Walked out of work in to a wind sharp and cold and it took my breath away and blew me awake. Above me the pin oaks rustled and chattered as they will until next spring. The sky spit snow.
My car was stiff and reluctant to head home, unlike its driver.
To the west and north the cumulonimbus showed great blue rips and the wefts of light promised little but a hard freeze tonight.
In November, winter comes
Route 24 from Huntington to Fort Wayne ribbons through the small, farmland-flat valley of the Little River, with tree-filled ridges to the north and south--once, the Wabash-Erie Canal flowed there, too. Long gone, though a plaque for old Lock No. 4 can be read when you sit at the right place at the stop light in Roanoke.

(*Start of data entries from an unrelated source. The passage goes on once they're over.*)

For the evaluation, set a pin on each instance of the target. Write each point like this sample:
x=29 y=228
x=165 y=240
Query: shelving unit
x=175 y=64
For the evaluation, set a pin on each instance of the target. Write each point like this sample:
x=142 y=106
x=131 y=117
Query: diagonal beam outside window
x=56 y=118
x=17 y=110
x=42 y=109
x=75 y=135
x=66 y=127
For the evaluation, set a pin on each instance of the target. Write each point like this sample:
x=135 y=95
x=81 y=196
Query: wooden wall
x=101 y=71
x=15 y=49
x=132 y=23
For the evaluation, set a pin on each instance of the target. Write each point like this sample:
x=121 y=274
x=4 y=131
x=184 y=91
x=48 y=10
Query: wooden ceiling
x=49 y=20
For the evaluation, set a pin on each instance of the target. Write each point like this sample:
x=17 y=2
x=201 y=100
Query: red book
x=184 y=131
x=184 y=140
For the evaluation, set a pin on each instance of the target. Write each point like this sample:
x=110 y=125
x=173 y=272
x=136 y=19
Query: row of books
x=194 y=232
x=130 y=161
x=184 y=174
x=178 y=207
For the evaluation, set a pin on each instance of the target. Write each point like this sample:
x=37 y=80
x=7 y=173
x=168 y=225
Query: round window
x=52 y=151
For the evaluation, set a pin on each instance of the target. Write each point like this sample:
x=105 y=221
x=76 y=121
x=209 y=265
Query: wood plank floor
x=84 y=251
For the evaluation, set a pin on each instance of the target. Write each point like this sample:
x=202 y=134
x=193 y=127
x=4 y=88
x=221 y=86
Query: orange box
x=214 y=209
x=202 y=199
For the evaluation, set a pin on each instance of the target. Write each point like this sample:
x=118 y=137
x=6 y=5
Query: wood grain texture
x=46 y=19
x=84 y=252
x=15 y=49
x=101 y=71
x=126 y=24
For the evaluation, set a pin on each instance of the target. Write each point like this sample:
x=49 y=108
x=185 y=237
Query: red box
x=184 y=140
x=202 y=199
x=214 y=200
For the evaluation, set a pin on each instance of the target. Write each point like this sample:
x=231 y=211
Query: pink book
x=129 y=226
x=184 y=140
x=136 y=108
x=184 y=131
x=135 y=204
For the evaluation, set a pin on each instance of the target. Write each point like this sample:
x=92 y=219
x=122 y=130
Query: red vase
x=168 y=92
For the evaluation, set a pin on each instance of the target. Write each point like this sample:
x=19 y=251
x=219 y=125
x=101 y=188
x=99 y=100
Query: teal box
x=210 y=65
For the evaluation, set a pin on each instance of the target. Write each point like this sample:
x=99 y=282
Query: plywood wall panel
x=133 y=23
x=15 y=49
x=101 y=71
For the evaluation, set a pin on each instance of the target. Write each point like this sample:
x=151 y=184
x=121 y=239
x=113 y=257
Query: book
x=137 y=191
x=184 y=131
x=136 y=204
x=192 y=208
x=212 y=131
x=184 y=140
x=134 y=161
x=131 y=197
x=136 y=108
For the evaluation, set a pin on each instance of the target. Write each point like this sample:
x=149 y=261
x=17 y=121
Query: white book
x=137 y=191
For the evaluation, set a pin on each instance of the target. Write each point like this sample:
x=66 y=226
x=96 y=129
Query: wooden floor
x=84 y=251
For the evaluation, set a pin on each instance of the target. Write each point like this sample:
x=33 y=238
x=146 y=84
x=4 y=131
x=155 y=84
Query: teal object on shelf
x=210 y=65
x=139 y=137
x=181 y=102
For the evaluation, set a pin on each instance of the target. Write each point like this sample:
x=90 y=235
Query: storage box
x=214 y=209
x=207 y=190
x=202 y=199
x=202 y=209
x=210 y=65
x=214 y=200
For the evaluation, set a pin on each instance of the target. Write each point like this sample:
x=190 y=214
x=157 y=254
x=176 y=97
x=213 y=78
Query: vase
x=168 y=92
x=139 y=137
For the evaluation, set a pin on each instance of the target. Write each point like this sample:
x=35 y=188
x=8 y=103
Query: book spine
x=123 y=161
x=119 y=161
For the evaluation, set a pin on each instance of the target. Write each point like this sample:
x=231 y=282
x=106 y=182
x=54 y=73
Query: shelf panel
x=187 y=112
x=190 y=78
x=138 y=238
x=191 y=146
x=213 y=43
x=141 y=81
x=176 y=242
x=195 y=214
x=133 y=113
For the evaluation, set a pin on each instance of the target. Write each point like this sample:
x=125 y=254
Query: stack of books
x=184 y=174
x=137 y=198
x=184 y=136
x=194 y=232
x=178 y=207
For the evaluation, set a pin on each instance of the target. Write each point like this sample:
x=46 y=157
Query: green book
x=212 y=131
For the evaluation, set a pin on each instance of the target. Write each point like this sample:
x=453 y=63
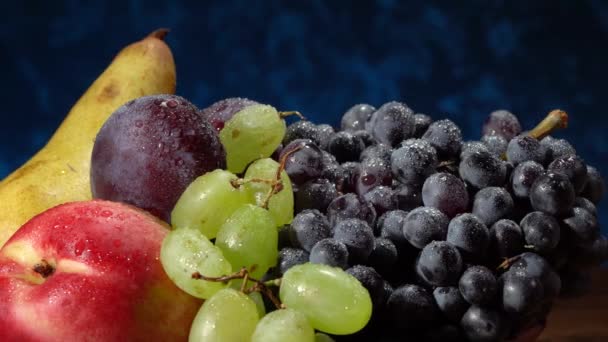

The leaves linger long, even on the maples this year, and the ones around the houses on the north ridge still flame red and orange, though the brilliant puddles around them grow larger. Soon, all will be reduced to thin silhouettes.
The soybean fields are long since harvested, and the corn mostly so, the stalks bent and the fields stretching yellow-gray from the road to the wind-row down by the river.
But like a checkerboard oasis, acres of green intersperse the fallow. With the harvest, and empty fields, comes planting. Even now, already, winter wheat grows, and these fields will grow all season long, even as ice and snow cover them. The green remains.
I love winter wheat.
How about you? What gets you through the winter?